Point #1: Many observational studies of vaccine effectiveness exclude cases that occurred within 14 days of dose 2. In other words, anyone who gets COVID 36 days after the first shot (doses are 21 days apart for Pfizer) doesn’t count against the vaccine. This is because— the argument goes— it takes time for the vax to kick in, so you can’t hold those early days against it.
Of course that’s a silly argument. A medical product owns anything that happens after you start taking it. Of course, if vaccines take a million years to kick in, they would be useless. If they take a full year, and everyone gets covid in that year, they would be useless. Omitting these cases is irresponsible, and yet it continues.
But Doshi’s point is that this can make an inactive product— something totally useless— look like it works. He provides this thought experiment.
In the experiment, he says, what if we compare the control arm of the Pfizer study against an imaginary vaccine arm. And for the thought experiment assume the vaccine is useless. As the table above shows, both groups have identical numbers of covid cases— just what you would expect from a useless vaccine.

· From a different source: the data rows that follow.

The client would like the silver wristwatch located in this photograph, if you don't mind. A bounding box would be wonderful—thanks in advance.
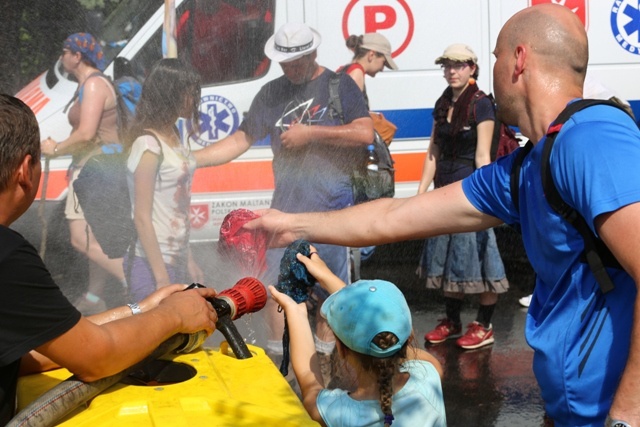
[604,415,631,427]
[127,302,142,315]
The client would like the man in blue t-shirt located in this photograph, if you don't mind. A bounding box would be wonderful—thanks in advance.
[247,4,640,427]
[194,23,373,374]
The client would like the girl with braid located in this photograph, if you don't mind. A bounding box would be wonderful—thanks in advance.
[269,246,447,427]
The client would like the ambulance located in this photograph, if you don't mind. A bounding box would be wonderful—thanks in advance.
[17,0,640,242]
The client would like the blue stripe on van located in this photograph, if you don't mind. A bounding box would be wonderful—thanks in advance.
[629,101,640,124]
[376,108,433,139]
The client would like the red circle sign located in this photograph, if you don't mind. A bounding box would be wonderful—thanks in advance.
[342,0,414,58]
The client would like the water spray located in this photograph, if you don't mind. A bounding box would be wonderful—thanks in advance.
[182,277,267,359]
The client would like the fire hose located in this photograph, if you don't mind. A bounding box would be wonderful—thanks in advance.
[7,277,267,427]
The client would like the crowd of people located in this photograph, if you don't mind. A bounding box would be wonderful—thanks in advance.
[0,4,640,426]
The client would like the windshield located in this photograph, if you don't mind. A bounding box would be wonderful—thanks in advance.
[96,0,163,64]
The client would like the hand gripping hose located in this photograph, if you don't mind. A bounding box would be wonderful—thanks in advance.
[7,277,267,427]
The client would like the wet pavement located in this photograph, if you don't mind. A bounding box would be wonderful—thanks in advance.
[362,234,544,427]
[212,229,544,427]
[15,208,544,427]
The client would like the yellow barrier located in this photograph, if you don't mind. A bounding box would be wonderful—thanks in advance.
[18,342,318,427]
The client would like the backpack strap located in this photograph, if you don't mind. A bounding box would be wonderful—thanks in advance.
[509,141,533,212]
[540,99,626,293]
[329,73,344,124]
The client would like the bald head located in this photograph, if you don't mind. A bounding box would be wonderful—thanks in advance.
[499,3,589,79]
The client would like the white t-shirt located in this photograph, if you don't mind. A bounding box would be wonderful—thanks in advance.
[127,135,196,264]
[316,360,447,427]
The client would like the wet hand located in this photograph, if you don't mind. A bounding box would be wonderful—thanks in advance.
[296,245,333,281]
[296,245,346,294]
[187,257,204,283]
[280,123,311,148]
[138,284,187,312]
[158,288,218,335]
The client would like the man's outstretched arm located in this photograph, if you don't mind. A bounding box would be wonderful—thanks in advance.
[245,182,501,247]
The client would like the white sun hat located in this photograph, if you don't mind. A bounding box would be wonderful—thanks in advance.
[264,22,322,62]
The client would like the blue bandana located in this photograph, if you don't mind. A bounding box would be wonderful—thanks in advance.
[62,33,104,71]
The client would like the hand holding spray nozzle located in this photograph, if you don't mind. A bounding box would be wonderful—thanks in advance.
[176,277,267,359]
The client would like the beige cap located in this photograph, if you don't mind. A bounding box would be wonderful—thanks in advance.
[361,33,398,70]
[436,43,478,64]
[264,23,322,62]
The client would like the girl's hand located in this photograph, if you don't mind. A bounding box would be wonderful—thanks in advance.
[269,285,307,317]
[296,245,346,294]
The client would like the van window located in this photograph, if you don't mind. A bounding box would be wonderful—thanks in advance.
[127,0,275,85]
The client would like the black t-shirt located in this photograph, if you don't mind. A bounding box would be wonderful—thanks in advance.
[240,70,369,212]
[0,225,81,425]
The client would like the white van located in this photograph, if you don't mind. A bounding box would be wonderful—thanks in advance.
[17,0,640,242]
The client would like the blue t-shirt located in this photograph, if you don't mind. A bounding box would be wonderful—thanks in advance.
[316,360,447,427]
[462,106,640,427]
[240,70,369,212]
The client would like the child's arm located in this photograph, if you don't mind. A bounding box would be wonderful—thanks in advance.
[269,286,325,426]
[296,246,346,294]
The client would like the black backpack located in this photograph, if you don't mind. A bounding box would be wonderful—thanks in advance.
[329,73,395,204]
[510,99,626,293]
[469,90,520,162]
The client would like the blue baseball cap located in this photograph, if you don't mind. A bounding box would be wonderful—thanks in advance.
[320,280,411,358]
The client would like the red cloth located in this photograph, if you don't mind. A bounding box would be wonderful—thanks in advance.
[218,209,267,277]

A straight forward analysis shows no benefit (second to last row)
But in the ‘fictional vaccine observational study’ cases are excluded for 36 days. When this is done the useless vaccine, looks like it reduces infections by 48%!!
Doshi makes a very good point in his paper that the solution is to subtract the 36 day infection rate from the observational control arm. Sadly most investigations don't do that.

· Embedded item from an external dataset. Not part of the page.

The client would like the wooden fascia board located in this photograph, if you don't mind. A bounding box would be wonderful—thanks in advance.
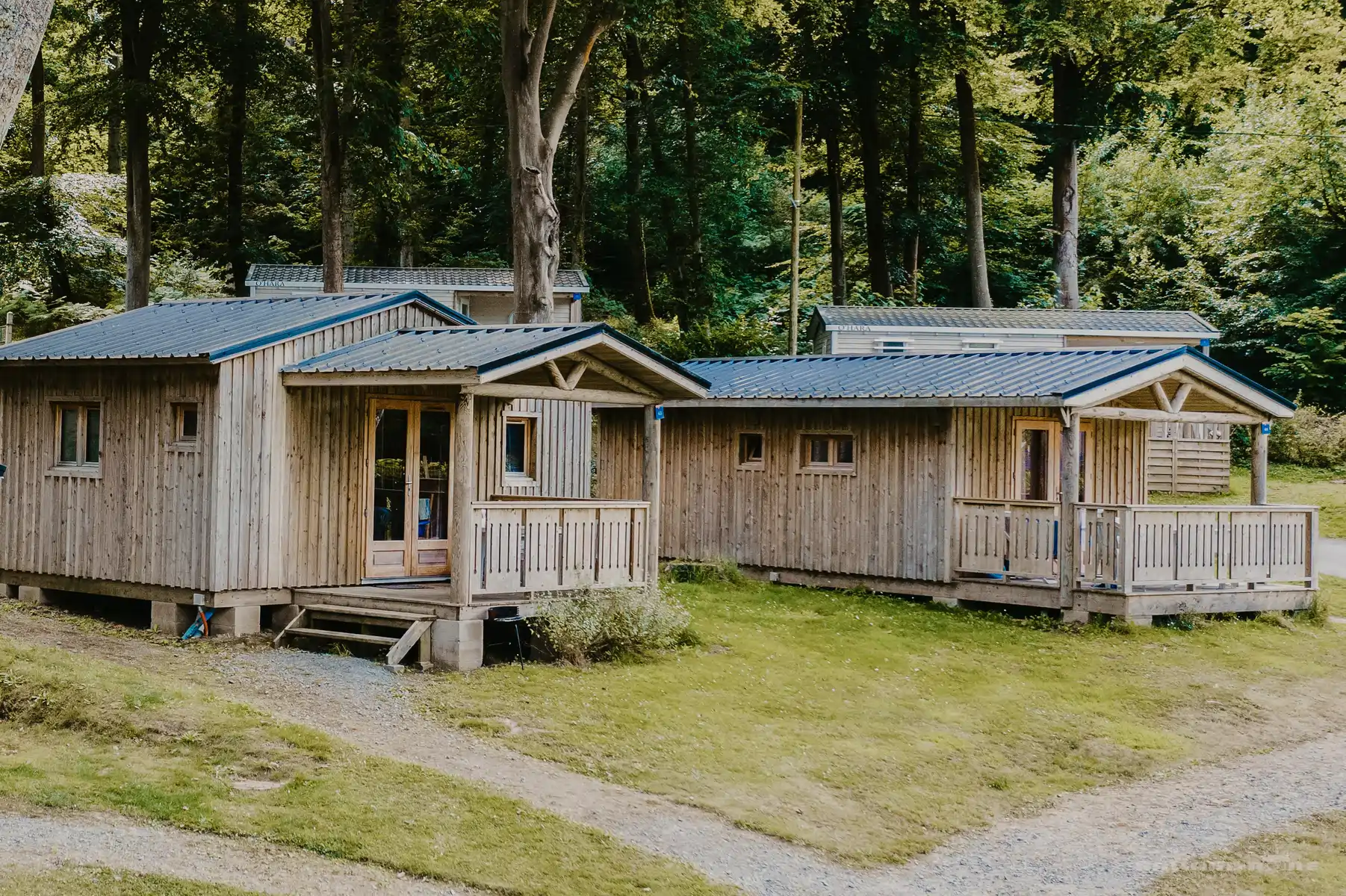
[282,370,480,386]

This is one of several biases Doshi discusses, and it plagues the vaccine literature. More next time. Subscribe.
Fenton, Gato, and others - some of whom you probably blocked - have been all over this from the start. And it's not just "some" studies that do the 14 day exclusion. It's ALMOST LITERALLY ALL OF THEM:
https://www.researchgate.net/publication/378831039_The_extent_and_impact_of_vaccine_status_miscategorisation_on_covid-19_vaccine_efficacy_studies
https://wherearethenumbers.substack.com/p/vaccine-efficacy-cheap-trick-by-exclusion
And the handful of studies that don't do that TEND TO SHOW NEGATIVE EFFICTIVENESS IN THE FIRST 2 WEEEKS. And that is even though an acute healthy vaccinee effect is helping to conceal it.
And as you know Vinay, the healthy user bias is another beast and that has been shown 7 or 8 times. You've only discussed one or two of those occasions. It's not just the boosters. The dramatically lower non-covid mortality among the vaccinated has been going on right since the original 2-dose series.
By the way, Fenton has shown that the misclassification bias can make a placebo or even a negatively effective vaccine look exactly like a waning efficacy curve. THAT'S A PROBLEM.
So to recap, before even accounting for the biases, there is a signal of negative efficacy in the first 2 weeks, and an outright statistically significantly negative VE against cases after 5+ months of waning.
So once you account for the misclassification biases AND the healthy user biases, the data is entirely compatible (i.e. can't even exclude) with the hypothesis that vaccines have led to a net increase in covid deaths and all-cause deaths.
Vinay, you are partially awake, and a lot of people are waiting for you to get the rest of the picture. I second the sentiment that once in a while you need to actually read the comments and learn from them and respond.
Edit: Another commenter reminded me that a negative VE in the first two weeks would further cause higher natural immunity in the vaccine group. Vaccines can do no wrong it seems.
Edit: See my other comments explaining why trials do not exclude a possible acute negative VE.
Please correct me if I am not understanding correctly. So Doshi has shown that the observational studies' findings for Covid vaccine efficacy are seriously flawed, is that right? And this is supported by the fact that most people who got those vaccines ended up getting Covid anyway, even with multiple and updated boosters, correct?
It looks quite straightforward.
So why aren't the science community/medical community/government health officials all saying some version of, "hey! We thought we knew what we were doing, but it turns out we missed something pretty big! We're going to fix that, and we'll make sure it doesn't happen again going forward."
There were quite a few people who lost their jobs temporarily (some even permanently) for refusing the vaccine, even after the CDC admitted that it didn't prevent transmission.
And I know at least 3 people who got the vaccine under duress -- because the alternative was to lose their jobs -- who had new-onset autoimmune issues within a week or two of getting vaccinated.
Leaving government out of it for now, if the science/medical community does not make this right, and very soon, I think they will never regain public trust. Surely they know this?